Flexner has a great book on finishes, I've read it a couple times and still go back to it for reference once in a while. Short answer to your question from my experience (YMMV):
- No finish, many have used for hundreds of years. Foodsafe, but doesn't provide any protection and can lead to cracks etc depending on use and care
- Mineral oil is easy, universally acknowledged as food safe, and won't provide any real protection
- Walnut oil is pretty easy, drying time can be an issue sometimes, generally accepted as food safe (albeit some question for allergies, never heard of an actual issue), dries (cures) flat and provides some protection, easy to renew
- Other vegetable oils will not cure and can turn rancid, don't use them as a finish
- Tung oil is generally accepted as food safe, I don't have any experience with it as it's difficult (and expensive) to get real tung oil - read the label, most calling themselves this aren't
- Shellac, foodsafe (used as coatings by food and drug industry) and easy to apply, minimal water protection, I wouldn't recommend for salad bowls
Beyond the above you get into a religious war over food safety. Per Flexner, ALL finishes are food safe once fully cured (generally a month). Most people don't debate eating from plastic plates and silverware which are made using much more caustic and harmful components than wood finishes but for some reason wood finish stirs violent arguments. Below are some I've used, but again YOU need to decide where you stand on this religious war.
- GF used to label some of their finishes as "food safe", their legal beagles got on them a few years ago and they no longer label any finishes food safe. Still, in the past they made a Salad Bowl Finish and Wood Turners Finish that I've used and were labeled food safe. I don't think you can find Salad Bowl Finish anymore, but it behaved more like a little thicker Danish Oil as I recall.

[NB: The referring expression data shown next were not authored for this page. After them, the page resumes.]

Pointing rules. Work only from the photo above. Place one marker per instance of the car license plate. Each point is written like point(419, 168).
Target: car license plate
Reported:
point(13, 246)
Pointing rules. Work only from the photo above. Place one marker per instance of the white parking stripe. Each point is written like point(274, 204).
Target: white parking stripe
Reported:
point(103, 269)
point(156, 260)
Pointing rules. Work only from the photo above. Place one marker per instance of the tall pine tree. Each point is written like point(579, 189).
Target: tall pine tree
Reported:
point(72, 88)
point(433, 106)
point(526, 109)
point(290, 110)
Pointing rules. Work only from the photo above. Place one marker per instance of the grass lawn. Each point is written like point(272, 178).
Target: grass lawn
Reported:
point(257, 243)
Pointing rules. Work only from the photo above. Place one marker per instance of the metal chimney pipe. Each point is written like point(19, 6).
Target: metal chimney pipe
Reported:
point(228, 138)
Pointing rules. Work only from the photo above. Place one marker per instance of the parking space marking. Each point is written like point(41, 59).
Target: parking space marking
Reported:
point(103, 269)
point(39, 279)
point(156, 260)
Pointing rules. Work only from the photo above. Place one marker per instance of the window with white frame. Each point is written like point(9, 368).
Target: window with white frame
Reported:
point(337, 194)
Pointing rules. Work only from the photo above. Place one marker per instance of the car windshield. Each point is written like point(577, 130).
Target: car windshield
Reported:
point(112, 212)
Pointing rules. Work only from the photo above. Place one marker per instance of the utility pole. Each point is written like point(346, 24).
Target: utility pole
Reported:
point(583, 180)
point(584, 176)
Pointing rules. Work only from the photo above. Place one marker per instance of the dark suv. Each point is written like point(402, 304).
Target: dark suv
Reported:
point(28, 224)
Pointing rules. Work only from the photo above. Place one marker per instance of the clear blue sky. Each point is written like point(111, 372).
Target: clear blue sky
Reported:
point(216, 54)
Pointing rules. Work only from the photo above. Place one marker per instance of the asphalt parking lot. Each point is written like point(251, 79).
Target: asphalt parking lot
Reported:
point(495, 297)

WTF can still be found, but no longer labeled food safe - it's water based, dries VERY quickly allowing a half dozen coats to be put on in ~an hour. It is a build finish but has held up very well on some cereal bowls I made ~10yrs ago that have been used fairly often.
- Danish Oil, I only really have experience with Watco brand here, is combined oil and thinned poly. Can be built up with several coats if you want to (I don't so it leaves a fairly flat finish), easy to apply, and to repair, provides some protection (more coats more etc). This is my 'go to' finish for the vast majority of my bowls.
- Wipe On Poly, I only have experience with home made WOP (I use ~50/50 poly and mineral spirits). This behaves similar to DO above but builds and dries faster (provides more gloss) and provides some more durability than DO (again depending on the number of coats).
- Waterlox, labeled as food safe. Behaves similar to DO and WOP but more glossy than DO and imparts less of a yellow tone. Several coats dry to a nice hard finish that can be buffed to look very nice. Much more expensive than DO or homebrew WOP.
- Poly - essentially the same as many many coats of WOP, but harder to apply
I have no experience with lacquer and so won't comment beyond saying it's the 'go to' finish for artistic high gloss pieces but I haven't seen it used much for functional pieces (I did use some Deft brush on lacquer years and years ago that was wonderful to apply but it stunk the whole house out, probably wasn't good for my lungs either).
Lastly I'll echo
@Roger Wiegand regarding the admonition against film forming finishes for bowls. Years ago I gave a large bowl to a friend that I'd built up a poly finish on thinking it would be used to hold fruit etc; I saw this bowl after several years of them using it for salads and cutting the salad up in the bowl, it was a mess!